本项目拟通过本体超分子模板法合成一类新型核交联星形聚合物，并研究其在可控二元混合体系中的自组装行为。计划开展以下三个方面的研究：(1) 合成含有苯并环丁烯可交联位点的基于多面体齐聚倍半硅氧烷的巨型表面活性剂分子，通过分子参数的调节使其在本体中自组装形成高度有序的体心立方球状相；(2) 以此球状有序结构为本体超分子模板，利用加热诱导的苯并环丁烯官能团的二聚反应，实现自组装球状结构单元的原位交联，制备尺寸可调、分子量分布可控的新型核交联星形聚合物；(3) 以此核交联星形聚合物作为球状高分子纳米粒子，研究其在可控的二元混合体系中的自组装行为，期望获得若干种非常规球状自组装相态并研究其形成机理。本项目将发展一种新颖的本体超分子模板合成路线，制备一类新型核交联星形聚合物，探究其二元混合体系中的非常规球状相结构的生成，为对该类材料的理论和应用研究奠定基础。

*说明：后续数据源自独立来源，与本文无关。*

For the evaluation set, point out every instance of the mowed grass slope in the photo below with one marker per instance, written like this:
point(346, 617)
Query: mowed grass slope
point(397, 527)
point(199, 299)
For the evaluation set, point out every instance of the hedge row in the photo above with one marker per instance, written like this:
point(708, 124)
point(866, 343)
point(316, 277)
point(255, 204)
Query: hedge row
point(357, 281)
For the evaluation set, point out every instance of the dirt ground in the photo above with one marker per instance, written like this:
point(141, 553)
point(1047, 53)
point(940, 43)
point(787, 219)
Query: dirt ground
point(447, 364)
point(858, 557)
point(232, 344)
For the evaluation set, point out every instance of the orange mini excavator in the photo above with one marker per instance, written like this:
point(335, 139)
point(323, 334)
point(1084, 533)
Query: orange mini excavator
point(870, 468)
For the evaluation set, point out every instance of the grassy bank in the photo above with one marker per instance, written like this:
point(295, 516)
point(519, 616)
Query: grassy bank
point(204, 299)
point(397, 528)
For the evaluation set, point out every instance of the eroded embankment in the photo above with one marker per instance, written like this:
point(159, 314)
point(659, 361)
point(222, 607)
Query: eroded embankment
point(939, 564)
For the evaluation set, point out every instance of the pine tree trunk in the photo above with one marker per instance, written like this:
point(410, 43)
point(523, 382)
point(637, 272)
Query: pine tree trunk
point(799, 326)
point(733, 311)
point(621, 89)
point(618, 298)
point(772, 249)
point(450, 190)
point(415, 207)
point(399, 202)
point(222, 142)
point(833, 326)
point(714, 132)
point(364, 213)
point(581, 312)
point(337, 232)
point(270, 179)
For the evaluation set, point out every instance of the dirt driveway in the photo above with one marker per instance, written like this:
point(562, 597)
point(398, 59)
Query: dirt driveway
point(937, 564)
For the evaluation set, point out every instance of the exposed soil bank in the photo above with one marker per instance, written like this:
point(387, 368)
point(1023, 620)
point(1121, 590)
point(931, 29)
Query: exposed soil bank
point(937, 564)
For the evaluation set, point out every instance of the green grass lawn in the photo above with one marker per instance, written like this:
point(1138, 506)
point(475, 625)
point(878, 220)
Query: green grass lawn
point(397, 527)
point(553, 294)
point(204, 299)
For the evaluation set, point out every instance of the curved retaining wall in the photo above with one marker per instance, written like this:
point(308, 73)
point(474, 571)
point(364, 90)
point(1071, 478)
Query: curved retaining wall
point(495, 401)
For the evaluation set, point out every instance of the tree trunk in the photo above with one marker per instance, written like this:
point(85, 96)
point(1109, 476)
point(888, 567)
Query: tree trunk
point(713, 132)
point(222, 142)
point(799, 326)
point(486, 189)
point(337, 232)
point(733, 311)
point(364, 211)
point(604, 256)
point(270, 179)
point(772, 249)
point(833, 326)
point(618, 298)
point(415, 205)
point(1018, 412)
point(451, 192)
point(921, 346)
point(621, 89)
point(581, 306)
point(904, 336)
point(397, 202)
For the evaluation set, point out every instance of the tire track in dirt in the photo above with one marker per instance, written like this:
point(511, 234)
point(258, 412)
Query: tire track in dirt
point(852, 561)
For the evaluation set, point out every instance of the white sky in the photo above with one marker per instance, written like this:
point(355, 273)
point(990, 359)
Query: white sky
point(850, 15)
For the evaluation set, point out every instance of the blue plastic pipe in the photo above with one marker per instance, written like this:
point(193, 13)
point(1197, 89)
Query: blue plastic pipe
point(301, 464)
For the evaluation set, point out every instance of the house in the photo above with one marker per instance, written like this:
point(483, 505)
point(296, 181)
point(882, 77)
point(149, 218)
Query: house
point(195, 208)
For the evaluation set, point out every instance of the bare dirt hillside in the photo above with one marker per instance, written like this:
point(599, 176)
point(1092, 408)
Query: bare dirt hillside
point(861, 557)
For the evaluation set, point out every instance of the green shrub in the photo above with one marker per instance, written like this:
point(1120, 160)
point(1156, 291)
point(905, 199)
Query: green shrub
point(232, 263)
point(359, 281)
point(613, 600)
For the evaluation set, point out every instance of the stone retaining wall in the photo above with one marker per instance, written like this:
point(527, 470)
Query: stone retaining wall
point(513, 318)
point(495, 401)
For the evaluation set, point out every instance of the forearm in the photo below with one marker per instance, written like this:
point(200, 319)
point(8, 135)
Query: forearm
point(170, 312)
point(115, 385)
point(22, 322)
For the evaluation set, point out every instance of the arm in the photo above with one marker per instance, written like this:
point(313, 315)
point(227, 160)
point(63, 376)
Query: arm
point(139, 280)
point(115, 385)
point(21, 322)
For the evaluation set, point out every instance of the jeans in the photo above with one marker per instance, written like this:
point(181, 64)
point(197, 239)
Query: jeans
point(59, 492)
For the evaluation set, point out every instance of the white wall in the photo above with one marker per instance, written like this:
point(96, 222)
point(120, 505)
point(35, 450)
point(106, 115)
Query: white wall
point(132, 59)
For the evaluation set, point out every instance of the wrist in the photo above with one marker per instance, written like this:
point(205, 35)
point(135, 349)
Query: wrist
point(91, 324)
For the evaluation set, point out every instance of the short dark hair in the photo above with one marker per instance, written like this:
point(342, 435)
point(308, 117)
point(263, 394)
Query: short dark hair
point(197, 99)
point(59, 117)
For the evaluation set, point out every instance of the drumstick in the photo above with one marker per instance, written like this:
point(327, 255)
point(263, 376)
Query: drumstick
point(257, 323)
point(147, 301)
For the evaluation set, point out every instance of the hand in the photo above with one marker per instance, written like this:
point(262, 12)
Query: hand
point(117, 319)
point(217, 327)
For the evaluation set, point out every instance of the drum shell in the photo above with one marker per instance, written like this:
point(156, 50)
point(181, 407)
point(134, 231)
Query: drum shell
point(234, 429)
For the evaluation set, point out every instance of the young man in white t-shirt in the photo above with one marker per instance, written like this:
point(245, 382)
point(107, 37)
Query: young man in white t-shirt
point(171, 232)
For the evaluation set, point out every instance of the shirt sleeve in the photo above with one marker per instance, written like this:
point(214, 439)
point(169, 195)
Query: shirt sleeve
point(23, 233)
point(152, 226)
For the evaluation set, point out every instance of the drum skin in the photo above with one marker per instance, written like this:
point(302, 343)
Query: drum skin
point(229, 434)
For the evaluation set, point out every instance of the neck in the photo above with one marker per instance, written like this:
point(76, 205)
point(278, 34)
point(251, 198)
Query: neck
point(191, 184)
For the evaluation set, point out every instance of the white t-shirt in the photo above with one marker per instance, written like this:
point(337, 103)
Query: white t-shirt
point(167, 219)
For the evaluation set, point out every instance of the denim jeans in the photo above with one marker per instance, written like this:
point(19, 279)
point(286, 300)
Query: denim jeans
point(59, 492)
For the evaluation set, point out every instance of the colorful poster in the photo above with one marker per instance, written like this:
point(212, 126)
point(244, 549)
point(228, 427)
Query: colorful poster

嵌段共聚物在本体中自组装形成的高度有序相结构是近年来研究的热点问题之一。特别是近年来在软物质体系中被陆续发现的类似金属合金体系中的一系列非常规球状相，引发了研究者们的极大兴趣。在本项目的研究中，我们计划从一种不同的策略出发，试图获得高分子体系中的非常规球状相并理解其形成的机理。为了实现这一点，我们计划通过模板法制备一类高接枝密度的核交联星形聚合物，其特点在于单个聚合物分子可被视为一个球状的“纳米原子”，并可被进一步用于在本体中直接进行排列和组装。为了实现这个目标，我们将具有苯并环丁烯官能团的单体与苯乙烯单体共聚，得到PS-b-PBCB嵌段共聚物，并基于此合成了一系列类似三嵌段共聚物的、含可交联PBCB嵌段的巨型表面活性剂分子XPOSS-PBCB-PS。通过调节分子参数，获得体心立方球状相，并以此有序结构为模板，在本体中通过苯并环丁烯的热致二聚反应实现原位交联，即可得到核交联星形聚合物。更加有趣的是，在对不含PBCB嵌段的对照组DPOSS-PS的研究中，我们意外的发现同样可通过高温处理实现对DPOSS头基的交联，推测其交联机理为脱水反应或倍半笼硅氧烷的开环重排反应。这种方法得到的样品具有更高的产率和更窄的尺寸分布，有望提供一种简单的策略制备核交联聚合物。此外，对巨型表面活性剂共混体系的初步研究也证明了可通过不同头基XPOSS-PS共混的方法得到不同的自组装结构；而对多头基巨型表面活性剂的研究进一步揭示了分子拓扑结构如何影响嵌段共聚物自组装行为。本项目的顺利开展验证了在本体中通过模板法合成核交联星形聚合物的可行性，并为系统研究其自组装行为提供了材料的平台。